Von Rena Fischer auf Mittwoch, 29. März 2017
Kategorie: Verschiedenes

Mit Gedanken singen und mit Worten malen

Von Joubert gibt es noch ein zweites fantastisches Zitat über das Schreiben: "Nicht meine Worte sollen geschliffen sein, sondern meine Gedanken. Ich halte inne, bis der Tropfen des Lichts, dessen ich bedarf, sich gebildet hat und aus meiner Feder fließt.

Warum reicht es nicht aus, die Worte zu schleifen?

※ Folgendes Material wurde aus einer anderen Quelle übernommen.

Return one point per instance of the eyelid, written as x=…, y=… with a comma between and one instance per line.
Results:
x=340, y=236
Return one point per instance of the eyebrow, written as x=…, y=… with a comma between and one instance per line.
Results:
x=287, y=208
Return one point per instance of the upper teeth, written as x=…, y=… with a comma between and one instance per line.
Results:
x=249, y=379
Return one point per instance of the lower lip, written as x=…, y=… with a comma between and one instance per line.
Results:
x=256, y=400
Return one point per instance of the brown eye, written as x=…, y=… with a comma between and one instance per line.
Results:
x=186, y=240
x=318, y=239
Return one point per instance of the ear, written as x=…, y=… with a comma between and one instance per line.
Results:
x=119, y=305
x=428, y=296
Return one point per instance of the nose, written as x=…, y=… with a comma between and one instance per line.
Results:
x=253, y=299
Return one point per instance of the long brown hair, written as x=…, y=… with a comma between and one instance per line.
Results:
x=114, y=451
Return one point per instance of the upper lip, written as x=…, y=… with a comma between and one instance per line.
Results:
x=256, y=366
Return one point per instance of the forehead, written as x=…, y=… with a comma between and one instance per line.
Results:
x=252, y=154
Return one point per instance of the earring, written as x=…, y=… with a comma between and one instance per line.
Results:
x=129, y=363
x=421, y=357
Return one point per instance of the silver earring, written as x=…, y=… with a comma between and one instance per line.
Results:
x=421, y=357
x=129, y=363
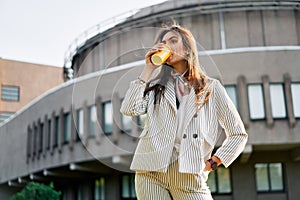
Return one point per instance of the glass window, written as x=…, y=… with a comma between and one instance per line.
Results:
x=107, y=118
x=126, y=123
x=295, y=87
x=231, y=91
x=80, y=124
x=10, y=93
x=67, y=128
x=41, y=135
x=142, y=120
x=256, y=101
x=100, y=189
x=56, y=131
x=92, y=120
x=269, y=177
x=219, y=181
x=277, y=101
x=49, y=134
x=128, y=187
x=5, y=115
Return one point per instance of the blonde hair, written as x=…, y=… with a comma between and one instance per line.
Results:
x=195, y=74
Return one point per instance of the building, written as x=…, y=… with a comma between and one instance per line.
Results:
x=76, y=137
x=21, y=82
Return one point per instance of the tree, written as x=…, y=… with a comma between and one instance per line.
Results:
x=37, y=191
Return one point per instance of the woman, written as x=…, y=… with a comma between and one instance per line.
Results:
x=184, y=109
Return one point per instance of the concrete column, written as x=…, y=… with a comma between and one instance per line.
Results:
x=61, y=130
x=117, y=120
x=85, y=124
x=52, y=133
x=73, y=116
x=46, y=135
x=29, y=144
x=289, y=100
x=267, y=100
x=243, y=100
x=99, y=132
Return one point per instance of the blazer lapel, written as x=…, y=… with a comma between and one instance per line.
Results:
x=189, y=102
x=170, y=94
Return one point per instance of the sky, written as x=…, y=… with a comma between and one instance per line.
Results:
x=40, y=31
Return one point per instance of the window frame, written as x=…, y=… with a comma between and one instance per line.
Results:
x=284, y=101
x=217, y=181
x=269, y=179
x=263, y=102
x=104, y=118
x=10, y=100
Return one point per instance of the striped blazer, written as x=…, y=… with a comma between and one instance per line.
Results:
x=201, y=128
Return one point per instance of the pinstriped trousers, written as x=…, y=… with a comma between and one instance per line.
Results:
x=171, y=185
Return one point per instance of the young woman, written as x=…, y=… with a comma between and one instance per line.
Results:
x=184, y=108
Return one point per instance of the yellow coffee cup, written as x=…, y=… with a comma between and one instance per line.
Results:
x=161, y=56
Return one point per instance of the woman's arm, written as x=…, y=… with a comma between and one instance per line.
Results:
x=229, y=119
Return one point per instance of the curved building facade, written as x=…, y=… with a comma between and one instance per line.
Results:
x=75, y=136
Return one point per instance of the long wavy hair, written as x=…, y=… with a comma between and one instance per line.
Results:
x=195, y=75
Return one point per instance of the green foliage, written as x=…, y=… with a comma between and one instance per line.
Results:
x=37, y=191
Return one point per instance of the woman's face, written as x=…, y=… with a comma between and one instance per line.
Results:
x=174, y=41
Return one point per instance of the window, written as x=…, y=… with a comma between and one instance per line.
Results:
x=5, y=115
x=128, y=188
x=219, y=181
x=142, y=121
x=10, y=93
x=49, y=134
x=100, y=189
x=277, y=101
x=41, y=137
x=295, y=87
x=256, y=101
x=231, y=91
x=269, y=177
x=67, y=128
x=126, y=123
x=107, y=118
x=56, y=132
x=92, y=120
x=80, y=124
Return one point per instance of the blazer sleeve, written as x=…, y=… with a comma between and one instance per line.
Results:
x=135, y=103
x=230, y=120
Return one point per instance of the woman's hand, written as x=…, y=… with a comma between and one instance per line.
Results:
x=150, y=67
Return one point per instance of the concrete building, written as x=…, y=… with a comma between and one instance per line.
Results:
x=21, y=82
x=75, y=136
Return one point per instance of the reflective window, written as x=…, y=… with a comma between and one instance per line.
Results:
x=80, y=124
x=219, y=181
x=41, y=137
x=67, y=127
x=108, y=118
x=269, y=177
x=127, y=123
x=5, y=115
x=49, y=134
x=56, y=131
x=296, y=98
x=128, y=188
x=10, y=93
x=100, y=189
x=231, y=91
x=142, y=121
x=277, y=101
x=92, y=120
x=256, y=101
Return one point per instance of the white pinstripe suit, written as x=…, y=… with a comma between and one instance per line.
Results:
x=200, y=132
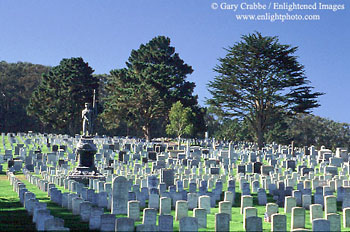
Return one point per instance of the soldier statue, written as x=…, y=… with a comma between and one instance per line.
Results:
x=86, y=114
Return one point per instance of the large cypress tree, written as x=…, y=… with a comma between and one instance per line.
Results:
x=144, y=91
x=61, y=95
x=258, y=78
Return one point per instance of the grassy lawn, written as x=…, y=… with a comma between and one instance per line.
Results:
x=13, y=216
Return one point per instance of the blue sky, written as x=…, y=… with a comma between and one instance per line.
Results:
x=104, y=32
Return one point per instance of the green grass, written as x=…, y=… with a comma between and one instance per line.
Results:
x=13, y=216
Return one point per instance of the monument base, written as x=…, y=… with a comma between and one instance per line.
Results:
x=86, y=150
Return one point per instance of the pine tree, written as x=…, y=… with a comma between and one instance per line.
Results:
x=60, y=97
x=257, y=78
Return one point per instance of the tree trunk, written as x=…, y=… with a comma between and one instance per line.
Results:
x=146, y=132
x=260, y=137
x=259, y=130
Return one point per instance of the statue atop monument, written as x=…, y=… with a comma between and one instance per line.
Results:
x=87, y=115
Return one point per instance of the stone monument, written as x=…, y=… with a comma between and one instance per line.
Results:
x=86, y=149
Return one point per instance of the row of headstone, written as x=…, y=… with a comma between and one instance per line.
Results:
x=42, y=218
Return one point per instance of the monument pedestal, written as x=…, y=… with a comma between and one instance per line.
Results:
x=86, y=150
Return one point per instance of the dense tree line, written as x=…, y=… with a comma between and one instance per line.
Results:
x=259, y=80
x=17, y=82
x=303, y=129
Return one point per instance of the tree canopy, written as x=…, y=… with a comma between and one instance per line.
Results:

Welche Fehler können einem dabei unterlaufen? 

Nun, ich bin weder eine hervorragende Joubert-Kennerin noch eine Schreib-Expertin. Aber vielleicht interessiert es euch, welche Gedanken ich mir zu diesem Zitat gemacht habe. 

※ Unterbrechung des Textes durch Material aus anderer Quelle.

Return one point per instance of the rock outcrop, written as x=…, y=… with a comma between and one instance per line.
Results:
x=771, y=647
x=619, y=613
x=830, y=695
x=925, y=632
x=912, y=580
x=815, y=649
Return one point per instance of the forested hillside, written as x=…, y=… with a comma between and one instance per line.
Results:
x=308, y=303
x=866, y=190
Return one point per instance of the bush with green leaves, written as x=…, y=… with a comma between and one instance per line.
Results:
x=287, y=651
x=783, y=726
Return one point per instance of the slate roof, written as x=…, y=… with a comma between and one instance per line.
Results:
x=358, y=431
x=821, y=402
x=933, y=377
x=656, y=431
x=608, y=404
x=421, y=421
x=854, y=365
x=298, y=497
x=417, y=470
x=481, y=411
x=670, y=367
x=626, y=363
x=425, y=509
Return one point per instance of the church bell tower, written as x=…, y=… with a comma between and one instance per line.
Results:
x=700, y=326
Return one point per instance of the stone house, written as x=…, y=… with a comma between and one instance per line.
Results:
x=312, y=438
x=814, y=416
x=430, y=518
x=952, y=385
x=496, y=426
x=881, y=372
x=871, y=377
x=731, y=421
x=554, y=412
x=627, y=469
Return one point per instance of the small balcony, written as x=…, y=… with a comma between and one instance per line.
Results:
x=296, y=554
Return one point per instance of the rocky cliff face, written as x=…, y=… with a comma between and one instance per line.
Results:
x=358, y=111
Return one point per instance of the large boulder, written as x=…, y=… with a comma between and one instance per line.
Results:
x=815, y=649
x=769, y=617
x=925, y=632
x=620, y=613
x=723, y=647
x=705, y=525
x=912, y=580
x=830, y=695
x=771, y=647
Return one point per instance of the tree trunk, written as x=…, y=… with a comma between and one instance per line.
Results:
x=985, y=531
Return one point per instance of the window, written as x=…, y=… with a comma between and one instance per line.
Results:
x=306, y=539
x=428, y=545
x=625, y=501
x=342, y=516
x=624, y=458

"Innehalten" bedeutet für mich, sich in die Situation versetzen. Wie in einem Film die Szene vor Augen haben (der Tropfen des Lichts bildet sich) und dann die Charaktere sprechen lassen. So, wie sie in eben diesem Augenblick empfinden. 
Dummerweise geben sie mittlerweile auch im Alltag in allen möglichen Situationen einen Kommentar zu meinen Erlebnissen ab, aber das ist ein anderes Thema und soll - wie Ende so schön sagte- ein andermal erzählt werden, vielleicht unter der Rubrik: You know you're a writer if (No.1: the characters you created are talking to you all the time).

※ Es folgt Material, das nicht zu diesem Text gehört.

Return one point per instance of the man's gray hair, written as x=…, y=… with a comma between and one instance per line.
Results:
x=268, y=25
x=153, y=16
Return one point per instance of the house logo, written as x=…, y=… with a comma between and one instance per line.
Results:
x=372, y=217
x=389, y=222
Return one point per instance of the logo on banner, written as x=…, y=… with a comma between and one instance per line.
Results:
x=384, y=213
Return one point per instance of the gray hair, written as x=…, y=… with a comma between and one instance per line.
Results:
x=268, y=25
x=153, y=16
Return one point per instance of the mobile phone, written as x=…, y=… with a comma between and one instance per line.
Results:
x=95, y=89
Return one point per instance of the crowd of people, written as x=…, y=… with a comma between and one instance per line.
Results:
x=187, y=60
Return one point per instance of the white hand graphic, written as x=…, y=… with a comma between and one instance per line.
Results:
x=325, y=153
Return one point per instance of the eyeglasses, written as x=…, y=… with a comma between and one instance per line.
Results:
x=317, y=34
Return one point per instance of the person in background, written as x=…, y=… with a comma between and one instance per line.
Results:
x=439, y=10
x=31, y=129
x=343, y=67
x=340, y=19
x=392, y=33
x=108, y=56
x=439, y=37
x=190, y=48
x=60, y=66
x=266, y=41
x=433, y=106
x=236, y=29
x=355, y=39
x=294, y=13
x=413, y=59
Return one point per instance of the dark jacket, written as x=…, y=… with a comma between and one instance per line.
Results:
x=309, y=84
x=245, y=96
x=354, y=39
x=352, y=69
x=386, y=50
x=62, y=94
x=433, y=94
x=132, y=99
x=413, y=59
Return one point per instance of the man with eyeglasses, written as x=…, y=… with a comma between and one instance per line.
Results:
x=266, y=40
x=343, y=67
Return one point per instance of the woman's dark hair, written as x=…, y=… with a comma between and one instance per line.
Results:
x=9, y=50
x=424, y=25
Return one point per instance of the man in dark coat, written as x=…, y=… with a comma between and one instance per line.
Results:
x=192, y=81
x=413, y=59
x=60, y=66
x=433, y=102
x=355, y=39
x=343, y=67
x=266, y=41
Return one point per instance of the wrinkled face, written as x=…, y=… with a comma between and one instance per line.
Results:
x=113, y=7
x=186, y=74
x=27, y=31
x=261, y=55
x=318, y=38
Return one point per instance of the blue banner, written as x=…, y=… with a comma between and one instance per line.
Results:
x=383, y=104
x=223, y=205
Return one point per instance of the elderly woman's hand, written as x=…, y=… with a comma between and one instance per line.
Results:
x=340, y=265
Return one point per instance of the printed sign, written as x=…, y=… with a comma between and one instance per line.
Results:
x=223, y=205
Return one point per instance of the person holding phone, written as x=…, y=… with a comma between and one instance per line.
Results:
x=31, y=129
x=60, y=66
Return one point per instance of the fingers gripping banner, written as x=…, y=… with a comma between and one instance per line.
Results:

Ich gebe mal ein Beispiel aus meinem zweiten Band "Chosen - Das Erwachen":

(Vorsicht, Spoiler! Wer sich die Spannung in den ersten Kapiteln erhalten möchte, liest das jetzt besser nicht!).

Es ist Frühling.
Und ich schreibe aus verschiedenen Perspektiven. Unwichtig für die Beschreibung der erblühenden Natur? Von wegen! Der zynische, in seinem Leben bereits vielfach enttäuschte Jacob MacAengus wird einen ganz anderen Blick auf die Welt werfen, als die emotionale Emma. Wie wir die Dinge sehen, die uns alltäglich passieren, hängt schließlich von unserer Vergangenheit und der gegenwärtigen Situation ab, in der wir uns befinden. Das kennt jeder von uns. Wer den halben Winter lang erkältet im Bett liegt, wird anders auf die ersten Schneeflocken reagieren, wie jemand, der jedes Wochenende begeistert in den Bergen Ski fährt.

Schreibe ich also an einem Kapitel aus Jacobs Sicht, wird er sicher nicht schwärmerisch den Sonnenaufgang betrachten und sich am Zwitschern der Vögel erfreuen. Was nützt mir also die mit viel Herzblut im letzten Frühjahr verfasste Beschreibung der aufblühenden Natur bei einem meiner Spaziergänge im Wald? Gar nichts. Okay, stimmt so nicht, jedes Schreiben ist eine Fingerübung, wie beim Tonleiterüben am Klavier. 

Kommen wir zu dem Gedankenschleifen. Ich versetze mich mal in Jacobs Situation. Was bedeutet Frühling ganz konkret für ihn?
Vor allem eines: Monate sind vergangen, in denen es ihm nicht geglückt ist, an seine Tochter heranzukommen, sie Farrans Fängen zu entreißen. Er ist unglaublich wütend. Und Geduld war noch nie seine Stärke. Am liebsten würde er den Vögeln den Schnabel zukleben, die Blumen niedertrampeln, die Zeit zurückdrehen. Zu heftig? Schon gut. Aber es sollte in diese Richtung gehen. Vielleicht so:

"Der Frühling ist dieses Jahr schnell angebrochen. Die Nacht ist mild und die frischen Blumen auf den Gräbern verströmen einen Duft, der wie Honig an seiner Kleidung haften bleibt. Zumindest halten die Vögel um diese Tageszeit ihren Schnabel. Jedes fröhliche Zirpen in der Früh verspottet Jacobs Schwur, bis zum Ende des Winters seine Tochter Farrans Gewalt entrissen zu haben."

Beschreibungen der Natur sind ein Teil des Bildes, das wir malen, unterstreichen bestenfalls die Stimmung und den Charakter unserer Protagonisten. 

Lasst uns also, wie Joubert so schön sagte, unsere Gedanken schleifen, bevor wir mit den Worten farbenfroh zu malen beginnen.